La camera da letto di Keats

La stanza è piccola, ma se diamo uno sguardo fuori dalla finestra, nello stesso punto da cui anche Keats, dal suo letto, poteva farlo, veniamo rapiti dalla visione originale della scalinata  di Trinità dei Monti e della “barcaccia” del Bernini.

E anche noi, come il giovane poeta, attraverso quella finestra:

“lasciamo vagare la Fantasia e lei, l’alata
spalanca la porta della gabbia della mente
e si lancia, volando verso il cielo”

                               (J. Keats – Fantasia)

 

Altro mobile della camera è il letto, che seppur non originale,  ci ricorda come Keats, probabilmente durante una delle tante crisi di respirazione notturna, causate dalla Tubercolosi, descrive il sonno come un amico che lo salva dal pensare e ripensare alle proprie difficoltà:

             “Poi salvami, altrimenti il giorno andato, lucido apparirà sul mio guanciale,
di nuovo producendo molte pene.
              Salvami dall’allerte coscienza, che di più rinvigorisce il suo vigore, scavando come talpa
             Volgi abile la chiave, nella toppa oliata e da il sigillo, che tace, nel mio cuore”

(J. keats – Al sonno)

Keats fu poi sepolto al Cimitero Acattolico di Roma, dietro la Piramide Cestia, dove riposa insieme ad altri grandi figure non cattoliche della nostra città.

Forse a ricordo del suono dell’acqua della Fontana del Bernini, sulla sua lapide volle la celebre frase:

Qui giace uno il cui nome fu scritto sull’acqua

ma che con la sua poesia era ormai custodito per sempre nei cuori di tutti coloro che leggono ed amano le sue poesie

Ci incamminiamo verso l’uscita, ma il ricordo delle cibarie ferragostane che i nostri amici stanno consumando in giro per l’Italia, ci fanno nascere una domanda.

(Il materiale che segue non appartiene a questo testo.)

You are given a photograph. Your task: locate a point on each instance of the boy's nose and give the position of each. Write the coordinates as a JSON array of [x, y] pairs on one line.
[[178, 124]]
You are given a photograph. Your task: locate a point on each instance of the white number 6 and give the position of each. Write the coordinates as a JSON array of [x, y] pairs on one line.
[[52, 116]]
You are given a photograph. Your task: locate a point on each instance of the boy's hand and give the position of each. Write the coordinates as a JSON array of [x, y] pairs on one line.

Se oggi veramente avessimo incontrato Keats cosa ci avrebbe offerto a pranzo?

Sunday Roast Beef

Trattandosi di un inglese e di un giorno di festa, sicuramente ci avrebbe offerto il classico “Sunday Roast“, tipico arrosto di manzo, servito insieme allo Yorkshire Pudding e salsa di Rafano o senape. In Inghilterra infatti è tradizione la domenica o nei giorni di festa mangiare carne arrostita. La tradizione risale al Medioevo, quando cittadini e contadini, liberi dai lavori quotidiani, si esercitavano nell’uso delle armi, specialmente dell’arco, e venivano “premiati” dai loro signori con pezzi di carne, pietanza normalmente riservata esclusivamente ai nobili.

Noi da bravi romani, trattandosi di arrosto, ci saremmo presentati con un bel paio di bottiglie di Rosso Cesanese del Piglio, perchè è tradizione “non arrivare mai a casa d’altri a mani vuote”… 

Lasciamo a malincuore questo piccolo pezzo di romantico 800 inglese e torniamo a Piazza di Spagna piena di sole, rumore e turisti, non prima di aver salutato, via video, Carlo d’Inghilterra che, attraverso la sua Fondazione, patrocina il Museo.

Lasciamo anche sul registro dei visitatori i nostri complimenti ed il piccolo consiglio di aumentare, nel percorso, le didascalie in entrambe le lingue inglese ed italiano, perchè purtroppo la dimestichezza italiana con l’inglese, risalente mediamente ai tempi della scuola, è, in genere, abbastanza approssimativa.

E con questo… auguro a tutti voi, miei GiroAmici, un buona e divertente estate, sperando di avervi strappato sia un sorriso che la voglia di visitare la “Keats-Shelley House”.